Should Florida legalize hemp?
Some believe hemp could become one of state's cash crops
TALLAHASSEE, Fla. – Hemp: It’s not marijuana and it doesn’t get people high, but legislation moving through the Florida House and Senate would allow universities to begin researching the plant for industrial use.
Dozens of products for everyday use contain hemp. These items range from beauty products to rope, drywall and even some car dashboards.
“So when your head hits the dashboard during an accident, it actually molds to the point where you don't have the damage in your head,” said Rep. Ralph Massullo, R-Lecanto.
Despite hemp’s many uses, it is still illegal to grow in Florida.
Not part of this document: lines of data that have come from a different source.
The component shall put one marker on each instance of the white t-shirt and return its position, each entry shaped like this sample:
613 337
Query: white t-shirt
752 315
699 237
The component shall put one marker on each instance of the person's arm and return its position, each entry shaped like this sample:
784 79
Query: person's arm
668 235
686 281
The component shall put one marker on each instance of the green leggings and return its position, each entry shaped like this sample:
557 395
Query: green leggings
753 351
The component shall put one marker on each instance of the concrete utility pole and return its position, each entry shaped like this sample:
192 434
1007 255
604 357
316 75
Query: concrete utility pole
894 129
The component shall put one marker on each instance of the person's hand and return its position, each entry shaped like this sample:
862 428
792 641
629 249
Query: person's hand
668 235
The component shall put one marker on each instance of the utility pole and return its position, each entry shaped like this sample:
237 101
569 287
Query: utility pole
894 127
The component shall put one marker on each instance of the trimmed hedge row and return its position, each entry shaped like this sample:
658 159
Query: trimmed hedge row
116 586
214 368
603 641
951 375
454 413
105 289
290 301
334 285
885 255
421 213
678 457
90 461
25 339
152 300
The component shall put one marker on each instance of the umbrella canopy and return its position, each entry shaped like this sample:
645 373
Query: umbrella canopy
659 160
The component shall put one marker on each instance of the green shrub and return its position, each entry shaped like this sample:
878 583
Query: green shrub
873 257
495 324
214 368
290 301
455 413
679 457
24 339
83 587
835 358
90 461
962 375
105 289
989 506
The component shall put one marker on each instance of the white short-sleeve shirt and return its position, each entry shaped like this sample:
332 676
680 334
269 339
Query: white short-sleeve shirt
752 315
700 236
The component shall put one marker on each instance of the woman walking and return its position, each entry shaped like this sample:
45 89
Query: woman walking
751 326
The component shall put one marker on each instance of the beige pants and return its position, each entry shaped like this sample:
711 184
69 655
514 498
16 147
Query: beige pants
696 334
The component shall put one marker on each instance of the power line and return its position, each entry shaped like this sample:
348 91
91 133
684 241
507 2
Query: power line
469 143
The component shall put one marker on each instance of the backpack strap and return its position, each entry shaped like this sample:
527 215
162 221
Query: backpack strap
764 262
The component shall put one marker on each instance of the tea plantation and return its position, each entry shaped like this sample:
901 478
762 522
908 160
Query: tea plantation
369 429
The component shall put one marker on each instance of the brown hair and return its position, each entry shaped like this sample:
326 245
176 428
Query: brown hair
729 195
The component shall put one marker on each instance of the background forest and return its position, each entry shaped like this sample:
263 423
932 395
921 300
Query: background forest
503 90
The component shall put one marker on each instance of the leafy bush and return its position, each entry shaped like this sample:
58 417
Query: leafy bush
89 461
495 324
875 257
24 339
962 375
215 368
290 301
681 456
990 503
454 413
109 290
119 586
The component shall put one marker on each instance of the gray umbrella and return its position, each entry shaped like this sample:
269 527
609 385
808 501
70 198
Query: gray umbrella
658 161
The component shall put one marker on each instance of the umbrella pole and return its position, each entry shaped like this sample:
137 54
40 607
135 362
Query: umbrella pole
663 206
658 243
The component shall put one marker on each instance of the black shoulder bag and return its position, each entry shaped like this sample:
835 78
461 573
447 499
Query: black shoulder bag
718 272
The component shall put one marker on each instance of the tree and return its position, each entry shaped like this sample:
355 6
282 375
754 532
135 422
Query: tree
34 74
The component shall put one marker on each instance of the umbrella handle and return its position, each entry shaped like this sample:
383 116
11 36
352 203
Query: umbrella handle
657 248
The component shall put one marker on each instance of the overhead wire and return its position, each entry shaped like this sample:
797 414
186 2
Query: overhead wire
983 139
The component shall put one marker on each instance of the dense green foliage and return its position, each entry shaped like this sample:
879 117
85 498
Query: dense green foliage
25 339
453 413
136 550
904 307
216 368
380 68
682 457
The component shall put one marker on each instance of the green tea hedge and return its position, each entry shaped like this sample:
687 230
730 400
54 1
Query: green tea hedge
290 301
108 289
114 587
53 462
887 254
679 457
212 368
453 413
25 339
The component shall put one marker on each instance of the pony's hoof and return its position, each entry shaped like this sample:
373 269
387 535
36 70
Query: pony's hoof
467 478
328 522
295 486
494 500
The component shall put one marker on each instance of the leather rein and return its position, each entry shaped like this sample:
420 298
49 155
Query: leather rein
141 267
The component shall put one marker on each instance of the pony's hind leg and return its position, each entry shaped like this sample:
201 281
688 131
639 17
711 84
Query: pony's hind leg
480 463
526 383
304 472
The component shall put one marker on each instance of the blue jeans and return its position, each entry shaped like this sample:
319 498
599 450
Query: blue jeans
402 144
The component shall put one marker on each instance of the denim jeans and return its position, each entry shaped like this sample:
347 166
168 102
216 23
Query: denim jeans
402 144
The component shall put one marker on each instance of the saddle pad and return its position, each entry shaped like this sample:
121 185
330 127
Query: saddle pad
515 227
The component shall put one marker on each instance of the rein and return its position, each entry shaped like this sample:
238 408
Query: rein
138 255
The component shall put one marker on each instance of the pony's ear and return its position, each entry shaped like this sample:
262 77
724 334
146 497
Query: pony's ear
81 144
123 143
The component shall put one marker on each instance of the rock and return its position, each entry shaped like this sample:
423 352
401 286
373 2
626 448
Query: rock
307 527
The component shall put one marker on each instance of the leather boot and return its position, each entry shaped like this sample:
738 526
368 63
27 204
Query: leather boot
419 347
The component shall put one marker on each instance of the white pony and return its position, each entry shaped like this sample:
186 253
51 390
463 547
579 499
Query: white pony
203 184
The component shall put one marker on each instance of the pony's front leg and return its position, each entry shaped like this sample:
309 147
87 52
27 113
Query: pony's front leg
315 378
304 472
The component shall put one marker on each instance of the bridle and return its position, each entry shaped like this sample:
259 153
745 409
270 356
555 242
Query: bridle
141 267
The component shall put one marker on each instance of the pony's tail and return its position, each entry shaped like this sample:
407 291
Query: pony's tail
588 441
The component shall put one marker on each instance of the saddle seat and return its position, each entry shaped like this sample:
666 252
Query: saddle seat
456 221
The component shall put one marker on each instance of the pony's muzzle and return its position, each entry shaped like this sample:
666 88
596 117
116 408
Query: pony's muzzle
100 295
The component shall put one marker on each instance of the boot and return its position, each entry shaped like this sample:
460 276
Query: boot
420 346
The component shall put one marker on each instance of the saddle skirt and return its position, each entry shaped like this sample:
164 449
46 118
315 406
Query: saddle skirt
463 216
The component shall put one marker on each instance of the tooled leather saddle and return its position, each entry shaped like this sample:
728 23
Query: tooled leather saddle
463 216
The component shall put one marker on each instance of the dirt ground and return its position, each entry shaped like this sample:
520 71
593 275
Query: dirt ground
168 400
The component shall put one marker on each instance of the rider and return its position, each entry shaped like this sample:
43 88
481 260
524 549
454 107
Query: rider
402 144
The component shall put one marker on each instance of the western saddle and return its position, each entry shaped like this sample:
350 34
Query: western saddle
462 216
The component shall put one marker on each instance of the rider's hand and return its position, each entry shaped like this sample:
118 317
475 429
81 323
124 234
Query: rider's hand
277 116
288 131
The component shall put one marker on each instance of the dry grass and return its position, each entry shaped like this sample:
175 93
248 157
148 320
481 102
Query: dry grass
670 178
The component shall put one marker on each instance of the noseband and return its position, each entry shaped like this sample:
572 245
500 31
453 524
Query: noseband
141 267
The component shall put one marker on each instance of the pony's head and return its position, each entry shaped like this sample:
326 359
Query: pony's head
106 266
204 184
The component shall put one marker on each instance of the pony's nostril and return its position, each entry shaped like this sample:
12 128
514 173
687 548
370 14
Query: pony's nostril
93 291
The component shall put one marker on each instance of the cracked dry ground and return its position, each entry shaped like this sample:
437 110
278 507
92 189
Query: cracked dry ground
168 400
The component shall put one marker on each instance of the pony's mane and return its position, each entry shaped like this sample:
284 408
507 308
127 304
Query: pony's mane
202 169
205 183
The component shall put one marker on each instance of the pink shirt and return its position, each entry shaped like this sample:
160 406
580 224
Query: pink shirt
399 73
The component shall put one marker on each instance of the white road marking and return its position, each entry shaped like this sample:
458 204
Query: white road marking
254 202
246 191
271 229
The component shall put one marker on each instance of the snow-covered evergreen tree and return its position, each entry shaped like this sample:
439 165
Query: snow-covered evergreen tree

“The U.S. imports $570 million of hemp products every year, but because it's scheduled as a schedule-one drug like cannabis, you know, the recreational cannabis, it hasn't been grown here for 70 years,” said Jeff Sharkey, of the Medical Marijuana Business Association.
Legislation to allow universities with an agricultural program to begin researching hemp is ready for a floor vote in the House and Senate. The University of Florida and Florida A&M would qualify.
“You’re testing different seeds,” Massullo said. “So you’re trying to optimize the growth, minimize any restrictions to the growth, evaluate how hemp interacts with the climate (and) other crops. One big comment people have had is to make sure it’s not an invasive species.”
Supporters believe this bill comes at an opportune time for Florida’s agricultural industry. With crops such as oranges not succeeding at the level they had previously, hemp could become one of Florida’s cash crops.
The bill requires a minimum of two years of research. If hemp is found viable, legalizing it could be on the horizon. If the bill passes, Florida will become the 31st state to legalize the cultivation of hemp in some capacity.